Hezbollah insists it has no desire to dominate Lebanon and has long argued its vast arsenal — including tens of thousands of rockets — is needed to defend the country against Israel. But its decision to fight alongside Assad's forces has angered many in Lebanon, which is bitterly split over the Syrian civil war. Hezbollah, which is considered a terrorist group by many in the West, says it is fighting in Syria to defend Lebanon against Sunni extremists.
GAZA
The Islamic militant group Hamas seized control of Gaza in 2007, a year after winning Palestinian elections, leaving the Western-backed Palestinian Authority confined to the Israeli-occupied West Bank. After several failed attempts at reconciliation, Hamas agreed this year to back a unity government led by Palestinian President Mahmoud Abbas, officially ending the rift.
But with tens of thousands of security forces, Hamas remains in de facto control of the coastal strip. This week, international donors pledged $2.7 billion for the rebuilding of Gaza after last summer's war — the third between Israel and Hamas since 2008 — but those efforts hinge on Israel allowing construction materials into the blockaded territory.
Israel has insisted that Abbas' forces monitor the borders, fearing that Hamas — which has launched thousands of rockets into Israel in the past decade — could divert cement, steel and other goods for military purposes. Hamas says it will let the Western-backed unity government operate but could easily sabotage reconstruction efforts if it feels it is relinquishing too much authority.
LIBYA
The toppling of long-ruling dictator Moammar Gadhafi in a NATO-backed uprising in 2011 left a power vacuum that has been filled by former rebel brigades, local and tribal militias, and Islamic extremists.

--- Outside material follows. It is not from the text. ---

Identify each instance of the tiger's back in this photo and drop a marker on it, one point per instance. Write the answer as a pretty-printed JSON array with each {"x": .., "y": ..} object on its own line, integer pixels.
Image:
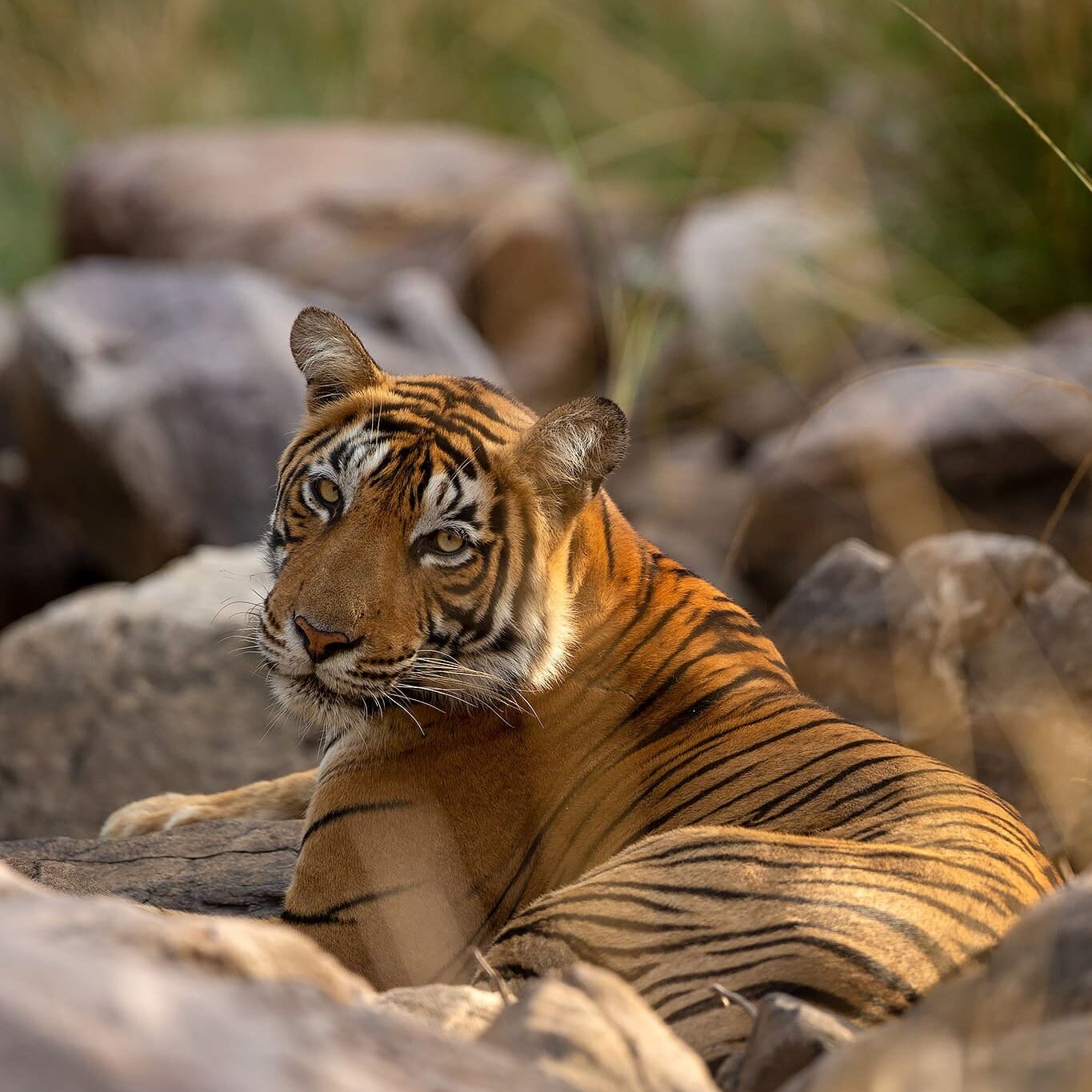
[{"x": 550, "y": 742}]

The internationally recognized government is forced to meet in the eastern city of Tobruk, while powerful militias loosely allied with a rival Islamist-led government control the capital Tripoli and its international airport, which was largely destroyed in fighting over the summer. In eastern Libya, renegade Gen. Khalifa Hifter has been battling Islamic extremist groups, including one implicated in the 2012 attack on the U.S. diplomatic facility in Benghazi that killed the ambassador and three other Americans.
YEMEN
Since the start of the year, Shiite rebels known as the Houthis have swept out of their northern enclave and routed Sunni militants allied with the Islamist Islah party as well as Yemen's U.S.-backed security forces. The Houthis seized the capital Sanaa last month and captured the Red Sea port city of Hodeida on Tuesday.

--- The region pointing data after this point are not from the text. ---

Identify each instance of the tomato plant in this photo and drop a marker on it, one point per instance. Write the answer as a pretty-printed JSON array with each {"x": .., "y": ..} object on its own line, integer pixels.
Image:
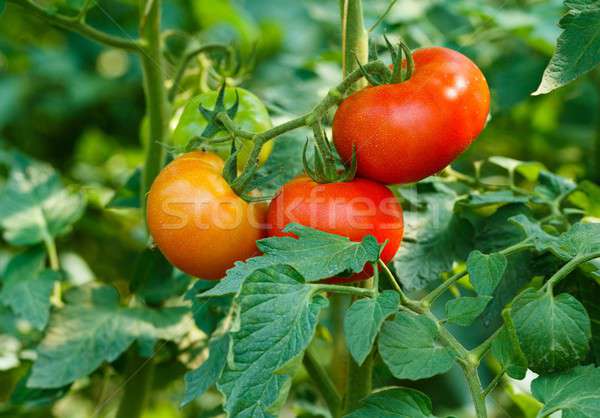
[
  {"x": 241, "y": 267},
  {"x": 407, "y": 131},
  {"x": 352, "y": 209},
  {"x": 251, "y": 115},
  {"x": 196, "y": 220}
]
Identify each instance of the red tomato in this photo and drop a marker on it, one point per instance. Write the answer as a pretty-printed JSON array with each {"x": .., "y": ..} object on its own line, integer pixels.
[
  {"x": 198, "y": 222},
  {"x": 352, "y": 209},
  {"x": 407, "y": 131}
]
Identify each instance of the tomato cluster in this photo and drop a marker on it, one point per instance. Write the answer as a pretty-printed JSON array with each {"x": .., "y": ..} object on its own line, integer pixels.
[{"x": 401, "y": 133}]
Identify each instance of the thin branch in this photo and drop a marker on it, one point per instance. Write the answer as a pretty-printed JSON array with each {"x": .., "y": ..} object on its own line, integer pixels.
[
  {"x": 383, "y": 15},
  {"x": 323, "y": 382},
  {"x": 185, "y": 61},
  {"x": 76, "y": 24}
]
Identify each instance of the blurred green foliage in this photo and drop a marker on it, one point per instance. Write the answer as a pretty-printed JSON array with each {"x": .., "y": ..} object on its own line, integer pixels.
[{"x": 77, "y": 105}]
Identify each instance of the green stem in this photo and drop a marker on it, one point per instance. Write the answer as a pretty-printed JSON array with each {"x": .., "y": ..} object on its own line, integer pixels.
[
  {"x": 138, "y": 381},
  {"x": 355, "y": 38},
  {"x": 477, "y": 394},
  {"x": 360, "y": 382},
  {"x": 154, "y": 89},
  {"x": 383, "y": 15},
  {"x": 493, "y": 384},
  {"x": 345, "y": 290},
  {"x": 76, "y": 24},
  {"x": 567, "y": 269},
  {"x": 467, "y": 362},
  {"x": 185, "y": 62},
  {"x": 56, "y": 297},
  {"x": 333, "y": 97},
  {"x": 438, "y": 291},
  {"x": 319, "y": 375},
  {"x": 481, "y": 350},
  {"x": 339, "y": 360},
  {"x": 596, "y": 163}
]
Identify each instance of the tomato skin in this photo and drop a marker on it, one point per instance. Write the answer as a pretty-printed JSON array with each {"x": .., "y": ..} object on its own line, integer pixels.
[
  {"x": 197, "y": 221},
  {"x": 352, "y": 209},
  {"x": 252, "y": 116},
  {"x": 407, "y": 131}
]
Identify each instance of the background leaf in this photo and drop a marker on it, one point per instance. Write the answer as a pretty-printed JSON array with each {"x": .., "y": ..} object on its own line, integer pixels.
[
  {"x": 278, "y": 317},
  {"x": 395, "y": 403},
  {"x": 554, "y": 332},
  {"x": 363, "y": 320},
  {"x": 409, "y": 346}
]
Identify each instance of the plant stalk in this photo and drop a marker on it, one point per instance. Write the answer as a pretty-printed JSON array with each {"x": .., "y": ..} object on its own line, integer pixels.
[
  {"x": 155, "y": 92},
  {"x": 319, "y": 375},
  {"x": 138, "y": 381},
  {"x": 355, "y": 38}
]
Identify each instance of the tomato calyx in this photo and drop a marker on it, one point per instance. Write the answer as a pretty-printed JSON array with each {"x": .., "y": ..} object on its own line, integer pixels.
[
  {"x": 319, "y": 172},
  {"x": 401, "y": 70}
]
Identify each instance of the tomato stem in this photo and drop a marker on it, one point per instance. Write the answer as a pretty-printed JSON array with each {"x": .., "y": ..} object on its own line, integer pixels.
[
  {"x": 77, "y": 24},
  {"x": 319, "y": 375}
]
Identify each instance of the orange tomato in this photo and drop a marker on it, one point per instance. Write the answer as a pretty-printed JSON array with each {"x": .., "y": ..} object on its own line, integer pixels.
[{"x": 196, "y": 219}]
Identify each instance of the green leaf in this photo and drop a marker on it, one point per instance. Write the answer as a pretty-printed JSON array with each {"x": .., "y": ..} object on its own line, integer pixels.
[
  {"x": 208, "y": 312},
  {"x": 486, "y": 271},
  {"x": 541, "y": 240},
  {"x": 552, "y": 186},
  {"x": 529, "y": 169},
  {"x": 431, "y": 245},
  {"x": 554, "y": 332},
  {"x": 580, "y": 240},
  {"x": 154, "y": 278},
  {"x": 577, "y": 47},
  {"x": 27, "y": 287},
  {"x": 409, "y": 346},
  {"x": 335, "y": 255},
  {"x": 464, "y": 310},
  {"x": 587, "y": 197},
  {"x": 31, "y": 397},
  {"x": 282, "y": 165},
  {"x": 199, "y": 380},
  {"x": 588, "y": 292},
  {"x": 34, "y": 206},
  {"x": 128, "y": 196},
  {"x": 501, "y": 197},
  {"x": 395, "y": 403},
  {"x": 506, "y": 349},
  {"x": 364, "y": 319},
  {"x": 495, "y": 232},
  {"x": 278, "y": 317},
  {"x": 93, "y": 328},
  {"x": 575, "y": 392}
]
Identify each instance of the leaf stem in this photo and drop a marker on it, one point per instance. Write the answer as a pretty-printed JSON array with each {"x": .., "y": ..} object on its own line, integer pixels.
[
  {"x": 333, "y": 97},
  {"x": 565, "y": 270},
  {"x": 138, "y": 380},
  {"x": 319, "y": 375},
  {"x": 76, "y": 24},
  {"x": 345, "y": 290},
  {"x": 154, "y": 89},
  {"x": 185, "y": 61},
  {"x": 383, "y": 15},
  {"x": 438, "y": 291},
  {"x": 481, "y": 350},
  {"x": 360, "y": 382},
  {"x": 56, "y": 297},
  {"x": 493, "y": 384}
]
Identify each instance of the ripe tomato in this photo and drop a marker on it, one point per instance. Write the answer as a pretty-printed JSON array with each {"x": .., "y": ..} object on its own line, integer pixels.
[
  {"x": 405, "y": 132},
  {"x": 353, "y": 209},
  {"x": 252, "y": 116},
  {"x": 197, "y": 221}
]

Their opponents view them as an Iranian-backed proxy bent on controlling Yemen, while the Houthis insist they simply want a more representative national government that can combat corruption and secure the country. Yemen also has an increasingly assertive separatist movement in the south and is home to al-Qaida in the Arabian Peninsula, long seen as one of the most potent affiliates of the global terrorist network.
AFGHANISTAN AND PAKISTAN
More than a decade after the U.S.-led invasion drove the Taliban from power in the wake of the Sept. 11, 2001 attacks, the Islamic extremist group is at war with the Western-backed Afghan government, which last month agreed to allow some U.S. and NATO forces to remain in the country past the end of the year.
In neighboring Pakistan, a local offshoot of the Taliban as well as other insurgents regularly carry out attacks, including a brazen raid on Karachi's international airport in June. Shortly thereafter, Pakistan launched a military offensive in North Waziristan, a tribal region along the Afghan border from which militants have long staged attacks on both countries.